Share

7. Jebakan

Bag 7

.

Semua menatap curiga pada Dara karena cincin itu terjatuh dari dalam tasnya. Dara sendiri, wajahnya tampak pias karena ketakutan. Tak mungkin cincin itu ada dengan sendirinya di tas Dara.

Yasmin mendekat dan menatap tak suka pada Dara, lalu ia berjongkok untuk mengambil cincin yang terpelanting tak jauh dari kaki Dara.

"Tolong jelasin kenapa ini ada di kamu?" tanya Yasmin penuh penekanan.

Dara diam, ia tak mampu berkata. Wajahnya mendadak pucat disertai degup jantung yang bertalu.
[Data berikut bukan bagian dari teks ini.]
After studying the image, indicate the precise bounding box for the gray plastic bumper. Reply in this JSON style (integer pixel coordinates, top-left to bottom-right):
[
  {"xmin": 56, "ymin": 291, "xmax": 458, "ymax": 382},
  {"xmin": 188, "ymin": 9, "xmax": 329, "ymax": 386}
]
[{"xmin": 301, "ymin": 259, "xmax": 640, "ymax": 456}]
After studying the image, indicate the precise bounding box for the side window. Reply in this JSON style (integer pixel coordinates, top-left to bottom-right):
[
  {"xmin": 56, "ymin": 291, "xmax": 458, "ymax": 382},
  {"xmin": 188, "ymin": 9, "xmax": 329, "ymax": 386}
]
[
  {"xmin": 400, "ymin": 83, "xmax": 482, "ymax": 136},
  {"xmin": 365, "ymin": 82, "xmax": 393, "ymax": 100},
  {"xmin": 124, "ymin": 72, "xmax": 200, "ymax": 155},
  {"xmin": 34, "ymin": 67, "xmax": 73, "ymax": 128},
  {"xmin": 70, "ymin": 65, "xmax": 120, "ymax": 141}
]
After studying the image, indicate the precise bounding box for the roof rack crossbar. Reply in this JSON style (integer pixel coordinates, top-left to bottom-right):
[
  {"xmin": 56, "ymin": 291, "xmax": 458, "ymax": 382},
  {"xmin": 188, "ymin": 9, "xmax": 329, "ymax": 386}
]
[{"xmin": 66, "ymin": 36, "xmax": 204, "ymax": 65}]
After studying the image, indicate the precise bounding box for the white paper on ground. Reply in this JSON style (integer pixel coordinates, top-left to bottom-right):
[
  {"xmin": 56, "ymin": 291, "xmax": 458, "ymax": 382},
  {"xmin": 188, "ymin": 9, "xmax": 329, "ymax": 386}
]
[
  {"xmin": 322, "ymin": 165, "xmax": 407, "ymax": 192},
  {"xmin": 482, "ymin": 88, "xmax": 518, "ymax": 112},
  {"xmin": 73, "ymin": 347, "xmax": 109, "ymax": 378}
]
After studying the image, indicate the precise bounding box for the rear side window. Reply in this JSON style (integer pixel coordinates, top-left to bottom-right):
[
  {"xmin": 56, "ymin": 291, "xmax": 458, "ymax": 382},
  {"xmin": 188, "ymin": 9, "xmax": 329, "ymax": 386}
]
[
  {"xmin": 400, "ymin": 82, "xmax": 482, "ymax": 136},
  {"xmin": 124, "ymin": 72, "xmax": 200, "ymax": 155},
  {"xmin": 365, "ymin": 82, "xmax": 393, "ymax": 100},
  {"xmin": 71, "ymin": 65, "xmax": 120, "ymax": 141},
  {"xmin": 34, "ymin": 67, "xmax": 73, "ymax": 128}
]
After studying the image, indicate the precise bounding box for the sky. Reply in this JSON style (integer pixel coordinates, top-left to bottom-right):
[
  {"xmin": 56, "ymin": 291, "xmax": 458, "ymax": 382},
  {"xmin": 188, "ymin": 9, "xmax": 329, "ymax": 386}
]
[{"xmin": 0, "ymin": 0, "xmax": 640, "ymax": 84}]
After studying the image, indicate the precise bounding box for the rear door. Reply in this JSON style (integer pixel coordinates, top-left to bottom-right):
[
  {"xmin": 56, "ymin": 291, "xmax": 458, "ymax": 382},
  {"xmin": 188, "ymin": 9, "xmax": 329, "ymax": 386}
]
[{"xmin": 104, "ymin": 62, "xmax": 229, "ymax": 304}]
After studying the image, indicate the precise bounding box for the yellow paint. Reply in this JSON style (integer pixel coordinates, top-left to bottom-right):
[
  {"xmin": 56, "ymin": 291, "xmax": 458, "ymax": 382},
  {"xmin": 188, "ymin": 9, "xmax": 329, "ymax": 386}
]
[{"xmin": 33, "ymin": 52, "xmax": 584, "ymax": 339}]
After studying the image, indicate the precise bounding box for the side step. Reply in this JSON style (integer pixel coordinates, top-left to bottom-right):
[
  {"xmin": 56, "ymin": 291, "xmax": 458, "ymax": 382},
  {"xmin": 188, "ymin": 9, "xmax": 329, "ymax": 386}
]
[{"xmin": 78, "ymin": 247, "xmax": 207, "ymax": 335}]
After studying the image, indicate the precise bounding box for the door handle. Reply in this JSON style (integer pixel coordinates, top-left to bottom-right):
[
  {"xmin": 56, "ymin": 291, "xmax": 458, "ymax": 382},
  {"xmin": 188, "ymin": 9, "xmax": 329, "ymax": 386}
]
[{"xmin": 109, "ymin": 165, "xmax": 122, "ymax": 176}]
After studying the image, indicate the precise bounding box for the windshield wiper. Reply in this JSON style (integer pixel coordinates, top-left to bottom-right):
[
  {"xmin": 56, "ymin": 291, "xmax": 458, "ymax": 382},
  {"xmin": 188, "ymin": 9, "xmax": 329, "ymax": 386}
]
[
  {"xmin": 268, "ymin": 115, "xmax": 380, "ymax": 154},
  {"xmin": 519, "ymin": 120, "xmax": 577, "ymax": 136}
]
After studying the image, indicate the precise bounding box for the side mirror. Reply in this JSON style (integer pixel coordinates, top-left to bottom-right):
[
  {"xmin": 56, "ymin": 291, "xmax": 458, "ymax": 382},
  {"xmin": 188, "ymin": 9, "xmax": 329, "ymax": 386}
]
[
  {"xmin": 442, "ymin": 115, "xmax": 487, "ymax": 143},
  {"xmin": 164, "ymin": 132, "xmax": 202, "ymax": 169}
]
Sejenak ia menggeleng menatap Rayyan yang berdiri di sampingnya, tapi lelaki itu malah menatapnya meminta penjelasan.

"Begini ya kelakuan kamu yang sebenarnya. Datang ke rumah orang dan merasa punya kesempatan untuk mencuri." Yasmin mencerca semakin menjadi-jadi. Sementara yang lain hanya menatap Dara dan menunggu penjelasannya.

"Perempuan pencuri tak layak menjadi menantu di rumah ini! Ray terlalu berharga untuk bersanding dengan pencuri seperti kamu!" Yasmin melayangkan telunjui tepat di depan mata Dara.

"Ma!" potong Rayyan yang merasa mamanya sudah diluar batas.

Damar mendekat, dan menenangkan istrinya. Sementara Rayyan mendekat pada Dara dan kembali meminta penjelasan.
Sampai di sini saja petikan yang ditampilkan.